As an example, let's look at the following four models:
set.seed(123)
n <- 10
## data
data <- data.frame(y = rnorm(n),
trt = rep(c(0, 1), each = n/2),
x = 1:n)
datan <- data
datan$trt <- as.factor(datan$trt)
## models
mod1 <- lm(y ~ factor(trt), data = data)
mod2 <- lm(y ~ offset(x) + as.factor(trt), data = data)
mod3 <- lm(y ~ trt, data = datan)
mod4 <- glm(y ~ trt + offset(x), data = data)
mod5 <- lm(y ~ x + as.factor(trt), data = data)
Models 1, 2 and 3 are ok, models 4 and 5 are not ok (model 4 has a non-factor variable trt
, model 5 has a second covariate x
).
How do I check this using R? Optimally I'd get a TRUE
for a model that's ok, and a FALSE
for a problematic model.
This should work not only with lm()
and glm()
, but also with survreg()
and coxph()
(from package survival). Something that might be useful is looking at the formula eval(getCall(mod1)$formula)
and the data (data
/ datan
).
As indicated in the previous reply by @LAP you can use the terms()
from these models.

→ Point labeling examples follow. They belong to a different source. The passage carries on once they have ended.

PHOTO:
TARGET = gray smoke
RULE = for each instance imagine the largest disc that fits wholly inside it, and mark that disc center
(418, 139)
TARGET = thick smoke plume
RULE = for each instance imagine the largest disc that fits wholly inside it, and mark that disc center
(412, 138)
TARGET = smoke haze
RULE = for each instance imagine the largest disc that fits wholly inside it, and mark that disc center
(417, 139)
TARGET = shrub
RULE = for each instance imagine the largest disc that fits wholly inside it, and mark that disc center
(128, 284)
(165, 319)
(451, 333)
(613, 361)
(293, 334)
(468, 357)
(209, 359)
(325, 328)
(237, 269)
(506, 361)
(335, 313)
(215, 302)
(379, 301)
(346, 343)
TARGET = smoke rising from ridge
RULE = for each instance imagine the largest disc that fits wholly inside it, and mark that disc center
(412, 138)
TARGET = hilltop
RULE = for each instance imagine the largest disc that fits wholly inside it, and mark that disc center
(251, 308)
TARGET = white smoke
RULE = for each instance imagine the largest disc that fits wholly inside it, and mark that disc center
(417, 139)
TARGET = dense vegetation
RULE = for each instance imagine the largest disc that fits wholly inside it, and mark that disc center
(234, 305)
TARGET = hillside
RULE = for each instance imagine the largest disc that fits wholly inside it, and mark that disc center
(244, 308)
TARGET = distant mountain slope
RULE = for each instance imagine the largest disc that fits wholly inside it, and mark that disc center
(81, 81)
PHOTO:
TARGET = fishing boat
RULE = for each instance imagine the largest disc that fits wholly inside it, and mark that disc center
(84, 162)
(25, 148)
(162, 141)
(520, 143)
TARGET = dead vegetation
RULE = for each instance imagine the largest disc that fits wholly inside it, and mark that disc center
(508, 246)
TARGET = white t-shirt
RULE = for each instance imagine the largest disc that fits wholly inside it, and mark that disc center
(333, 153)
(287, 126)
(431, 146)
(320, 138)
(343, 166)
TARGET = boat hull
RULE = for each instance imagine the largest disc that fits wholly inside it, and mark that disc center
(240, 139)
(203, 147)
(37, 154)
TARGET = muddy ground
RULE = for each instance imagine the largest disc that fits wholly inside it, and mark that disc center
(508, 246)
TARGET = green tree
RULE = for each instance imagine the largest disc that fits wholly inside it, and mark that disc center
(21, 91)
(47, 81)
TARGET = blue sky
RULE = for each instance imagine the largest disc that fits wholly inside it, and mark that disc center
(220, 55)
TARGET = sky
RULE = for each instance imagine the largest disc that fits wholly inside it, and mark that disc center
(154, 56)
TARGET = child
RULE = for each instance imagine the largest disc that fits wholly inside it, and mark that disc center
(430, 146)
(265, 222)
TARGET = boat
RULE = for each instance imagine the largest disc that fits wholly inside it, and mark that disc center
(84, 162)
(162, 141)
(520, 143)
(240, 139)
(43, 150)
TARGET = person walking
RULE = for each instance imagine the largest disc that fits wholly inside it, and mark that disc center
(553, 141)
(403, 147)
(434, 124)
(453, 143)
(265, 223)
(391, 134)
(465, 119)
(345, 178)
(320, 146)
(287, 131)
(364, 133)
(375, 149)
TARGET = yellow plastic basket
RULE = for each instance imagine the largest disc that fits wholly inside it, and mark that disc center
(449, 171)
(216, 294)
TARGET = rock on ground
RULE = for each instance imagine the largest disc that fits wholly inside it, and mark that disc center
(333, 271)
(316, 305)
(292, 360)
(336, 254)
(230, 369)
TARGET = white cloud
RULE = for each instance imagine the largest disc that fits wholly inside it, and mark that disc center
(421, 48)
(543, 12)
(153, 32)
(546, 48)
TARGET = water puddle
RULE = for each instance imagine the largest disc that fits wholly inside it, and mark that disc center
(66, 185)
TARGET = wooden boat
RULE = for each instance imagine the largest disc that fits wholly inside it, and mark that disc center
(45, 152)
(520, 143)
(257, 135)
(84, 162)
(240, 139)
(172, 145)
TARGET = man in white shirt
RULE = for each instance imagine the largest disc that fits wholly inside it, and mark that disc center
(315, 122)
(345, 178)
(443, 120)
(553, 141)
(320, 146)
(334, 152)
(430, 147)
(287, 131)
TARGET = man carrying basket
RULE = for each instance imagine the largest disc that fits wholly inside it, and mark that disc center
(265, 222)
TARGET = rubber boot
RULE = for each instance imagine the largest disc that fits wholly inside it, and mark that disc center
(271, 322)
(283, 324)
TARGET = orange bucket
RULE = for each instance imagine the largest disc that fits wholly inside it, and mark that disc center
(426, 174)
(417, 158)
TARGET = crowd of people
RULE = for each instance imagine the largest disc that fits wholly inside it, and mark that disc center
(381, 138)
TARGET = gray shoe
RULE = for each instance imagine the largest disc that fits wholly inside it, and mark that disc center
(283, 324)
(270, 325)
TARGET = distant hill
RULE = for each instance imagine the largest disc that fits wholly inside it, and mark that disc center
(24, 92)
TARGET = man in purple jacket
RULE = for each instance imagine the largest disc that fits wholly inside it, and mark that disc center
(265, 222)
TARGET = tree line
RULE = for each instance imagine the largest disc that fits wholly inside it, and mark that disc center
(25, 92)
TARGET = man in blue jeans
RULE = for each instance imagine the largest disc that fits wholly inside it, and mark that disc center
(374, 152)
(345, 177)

However, I would recommend to look at the attr(..., "factors")
and attr(..., "dataClasses")
instead of going to the $model
which requires that the entire model.frame()
is stored in the model. This may or may not be the case. Specifically, when re-fitting multiple models you might want to be able to not store the model frame each time.

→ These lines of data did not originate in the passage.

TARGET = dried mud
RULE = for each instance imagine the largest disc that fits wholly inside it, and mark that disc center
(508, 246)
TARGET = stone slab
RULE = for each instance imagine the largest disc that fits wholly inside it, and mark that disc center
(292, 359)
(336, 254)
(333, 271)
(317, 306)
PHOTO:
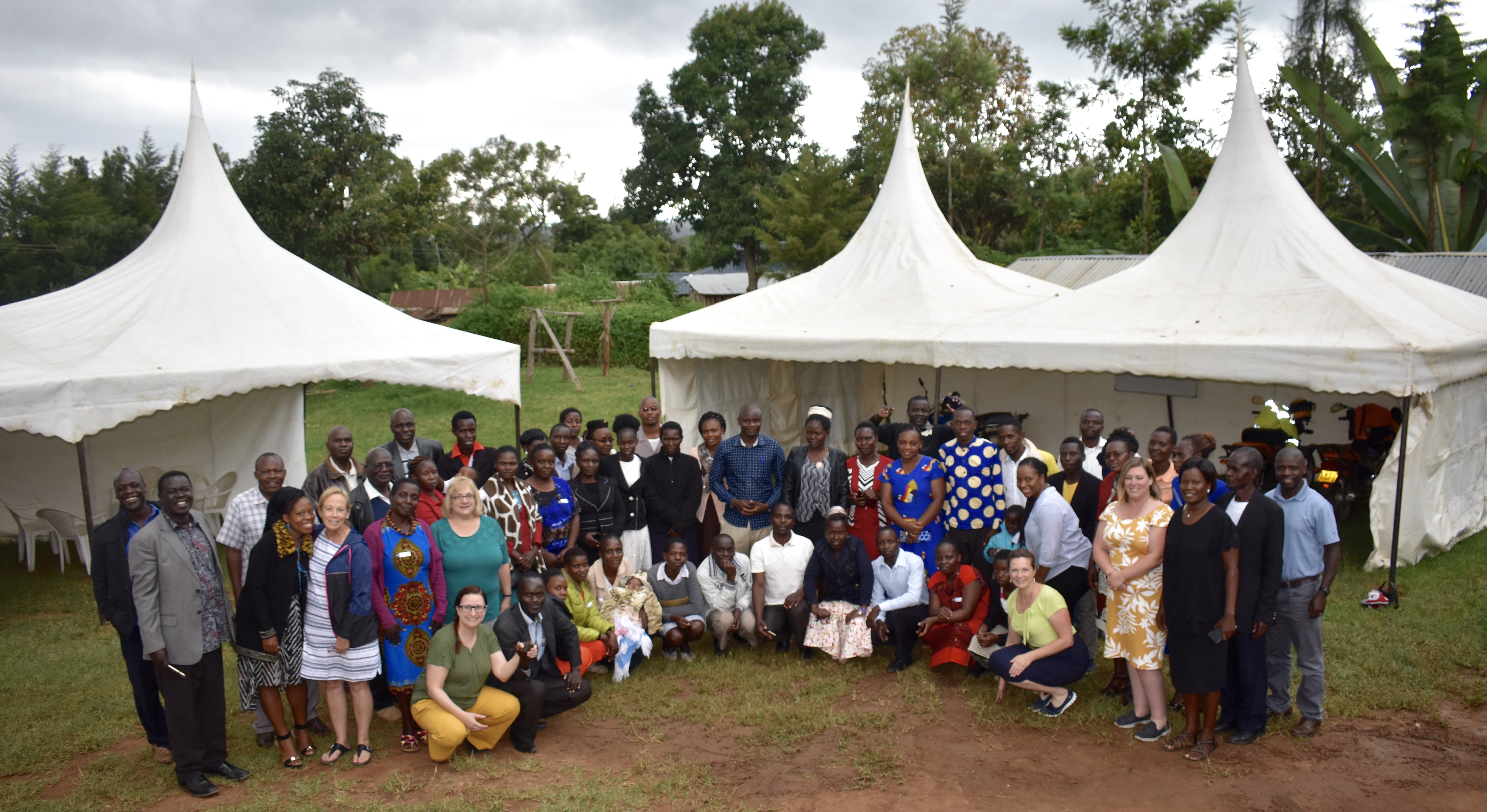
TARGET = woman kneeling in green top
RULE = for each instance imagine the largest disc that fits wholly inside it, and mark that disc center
(451, 699)
(1042, 655)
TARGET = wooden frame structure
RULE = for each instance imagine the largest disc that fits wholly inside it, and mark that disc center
(560, 349)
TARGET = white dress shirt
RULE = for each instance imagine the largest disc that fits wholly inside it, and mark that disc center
(902, 585)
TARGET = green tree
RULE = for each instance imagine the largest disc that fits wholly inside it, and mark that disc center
(1431, 183)
(970, 96)
(811, 213)
(1153, 44)
(728, 127)
(323, 179)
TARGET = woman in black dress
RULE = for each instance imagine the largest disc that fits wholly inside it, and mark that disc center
(1201, 584)
(597, 499)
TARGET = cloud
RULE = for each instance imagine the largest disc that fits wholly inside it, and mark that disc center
(91, 76)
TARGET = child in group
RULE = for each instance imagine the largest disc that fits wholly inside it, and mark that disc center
(1010, 536)
(636, 615)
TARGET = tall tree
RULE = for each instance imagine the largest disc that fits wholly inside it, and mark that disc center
(1153, 44)
(970, 94)
(729, 124)
(323, 179)
(814, 212)
(1431, 182)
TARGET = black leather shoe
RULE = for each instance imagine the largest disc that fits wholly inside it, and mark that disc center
(1244, 737)
(199, 786)
(230, 772)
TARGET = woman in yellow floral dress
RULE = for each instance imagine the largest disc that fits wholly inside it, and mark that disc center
(1132, 533)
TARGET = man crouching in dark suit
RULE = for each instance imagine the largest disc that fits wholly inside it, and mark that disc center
(542, 689)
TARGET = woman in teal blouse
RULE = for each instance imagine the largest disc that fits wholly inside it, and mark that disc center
(475, 549)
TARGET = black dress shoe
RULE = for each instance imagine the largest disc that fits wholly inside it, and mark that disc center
(199, 786)
(1244, 737)
(230, 772)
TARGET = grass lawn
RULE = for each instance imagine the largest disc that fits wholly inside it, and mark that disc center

So one idea would be to proceed in the following steps:
attr(..., "factors")
has not exactly one column, the you can return FALSE
.attr(..., "dataClasses")
if it is "factor"
/"ordered"
and then return TRUE
, otherwise FALSE
.R code:
one_factor <- function(object) {
f <- attr(terms(object), "factors")
if(length(f) == 0L || NCOL(f) != 1L) return(FALSE)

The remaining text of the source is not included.